- Directed by: Max Obal
- Starring: Ernst Reicher; Gertrud de Lalsky; Anton Walbrook;
- Cinematography: Karl Attenberger
- Production company: Münchner Lichtspielkunst
- Distributed by: Bavaria Film
- Release date: 1 April 1925;
- Running time: 82 minutes
- Country: Germany
- Languages: Silent; German intertitles;

= The Secret of Castle Elmshoh =

1925 film

The Secret of Castle Elmshoh (German: Das Geheimnis von Schloß Elmshöh) is a 1925 German silent mystery crime film directed by Max Obal and starring Ernst Reicher, Gertrud de Lalsky and Anton Walbrook.

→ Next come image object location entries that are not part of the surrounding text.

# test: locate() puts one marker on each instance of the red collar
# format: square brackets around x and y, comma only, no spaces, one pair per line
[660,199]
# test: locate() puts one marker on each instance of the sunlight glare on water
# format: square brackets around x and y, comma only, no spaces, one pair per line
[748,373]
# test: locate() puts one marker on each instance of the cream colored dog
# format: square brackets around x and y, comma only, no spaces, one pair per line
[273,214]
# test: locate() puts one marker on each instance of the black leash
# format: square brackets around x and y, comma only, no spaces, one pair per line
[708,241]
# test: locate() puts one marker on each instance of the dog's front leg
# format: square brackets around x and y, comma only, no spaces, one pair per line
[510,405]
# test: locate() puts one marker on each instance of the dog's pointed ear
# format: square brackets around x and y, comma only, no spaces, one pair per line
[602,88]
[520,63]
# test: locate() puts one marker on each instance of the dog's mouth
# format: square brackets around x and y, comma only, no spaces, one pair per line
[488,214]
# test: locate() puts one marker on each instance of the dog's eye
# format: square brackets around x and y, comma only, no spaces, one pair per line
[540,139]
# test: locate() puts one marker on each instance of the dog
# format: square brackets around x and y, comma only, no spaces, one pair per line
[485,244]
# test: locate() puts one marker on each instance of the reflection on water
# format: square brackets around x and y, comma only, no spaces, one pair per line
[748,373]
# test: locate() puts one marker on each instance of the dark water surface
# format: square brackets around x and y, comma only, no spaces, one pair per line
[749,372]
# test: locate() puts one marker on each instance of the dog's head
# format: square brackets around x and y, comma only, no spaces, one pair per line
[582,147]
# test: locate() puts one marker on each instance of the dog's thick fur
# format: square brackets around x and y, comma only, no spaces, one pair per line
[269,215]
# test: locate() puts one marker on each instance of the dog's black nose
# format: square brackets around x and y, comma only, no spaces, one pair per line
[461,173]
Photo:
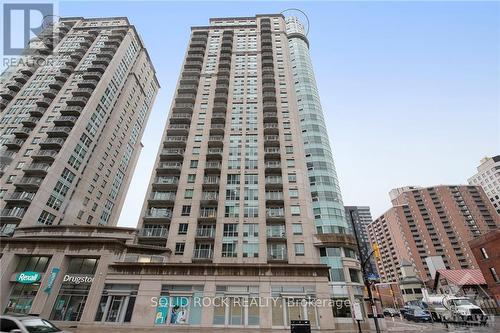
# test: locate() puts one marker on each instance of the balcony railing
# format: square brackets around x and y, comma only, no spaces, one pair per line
[205,232]
[153,232]
[10,213]
[276,232]
[203,254]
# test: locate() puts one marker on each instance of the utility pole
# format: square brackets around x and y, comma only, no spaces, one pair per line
[365,277]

It was made at the Emelka Studios in Munich. The film's sets were designed by the art director Max Heilbronner. It is part of a long-running series featuring the detective Stuart Webbs.

==Synopsis==
After a burglary at Castle Elmshoh, the private detective Stuart Webbs is called in to investigate. Clearing up the theft turns out be relatively straightforward but in the process he uncovers a more serious crime committed in order to secure the inheritance of the estate.

==Cast==
- Ernst Reicher as Stuart Webbs
- Gertrud de Lalsky as Gräfin
- Anton Walbrook as Ihr Sohn Axel
- Georg Vogelsang as Georg
- Hermann Nesselträger as Großvater
- Hermann Picha as Pfarrer
- Ruth Weyher

==Bibliography==
- Bock, Hans-Michael & Bergfelder, Tim. The Concise Cinegraph: Encyclopaedia of German Cinema. Berghahn Books, 2009.